In the clinic, the method of fractionation of blood serum proteins by electrophoresis has become widespread. With electrophoretic separation of blood serum proteins, 5-7 fractions can be distinguished: The nature and degree of changes in the protein fractions of blood serum in various pathological conditions is of great interest for diagnostic purposes. A decrease in albumins is observed as a result of a violation of their synthesis, with a deficiency of plastic material, a violation of the synthetic function of the liver, and kidney damage. The content of globulins increases in chronic infectious processes.

^ Prolamins and glutelins.

This is a group of vegetable proteins that are found exclusively in the gluten of the seeds of cereal plants, where they act as storage proteins. A characteristic feature of prolamins is that they are insoluble in water, saline solutions, alkalis, but soluble in 70% ethanol solution, while all other proteins precipitate. The most studied proteins are gliadin (wheat) and zein (corn). It has been established that prolamins contain 20-25% glutamic acid and 10-15% proline. These proteins, such as gliadin, are normally broken down in humans, but sometimes the enzyme that breaks down this protein is not present at birth. Then this protein is converted into decay products that have a toxic effect. Celiac disease develops - intolerance to vegetable proteins.

Glutelins are also vegetable proteins that are insoluble in water, salt solutions, and ethanol. They are soluble in weak alkalis.

Proteinoids.

Proteins of supporting tissues (bones, cartilage, tendons, ligaments), keratins - proteins of hair, horns, hooves, collagens - connective tissue proteins, elastin - protein of elastic fibers.
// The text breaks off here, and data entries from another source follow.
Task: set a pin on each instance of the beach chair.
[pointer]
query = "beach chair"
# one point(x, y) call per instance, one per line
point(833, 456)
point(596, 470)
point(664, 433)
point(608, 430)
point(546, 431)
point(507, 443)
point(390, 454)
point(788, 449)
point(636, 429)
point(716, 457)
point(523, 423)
All these proteins are fibrillar, they are not hydrolyzed in the gastrointestinal tract. Collagen makes up 25-33% of the total amount of protein in the body of an adult or 6% of body weight. The peptide chain of collagen contains about 1000 amino acid residues, of which every 3rd amino acid is glycine, 20% are proline and hydroxyproline, 10% are alanine. During the formation of secondary and tertiary structures, this protein cannot form typical a-helices, since the amino acids proline and hydroxyproline can form only one hydrogen bond. Therefore, the polypeptide chain in the area where these amino acids are located is easily bent, since it is not held, as usual, by a second hydrogen bond.

Elastin - it is the main structural component of elastic fibers, which are contained in tissues with significant elasticity (blood vessels, ligaments, lungs). The properties of elasticity are manifested by the high extensibility of these tissues and the rapid restoration of their original shape and size after the removal of the load. Elastin contains many hydrophobic amino acids (glycine, valine, alanine, leucine, proline).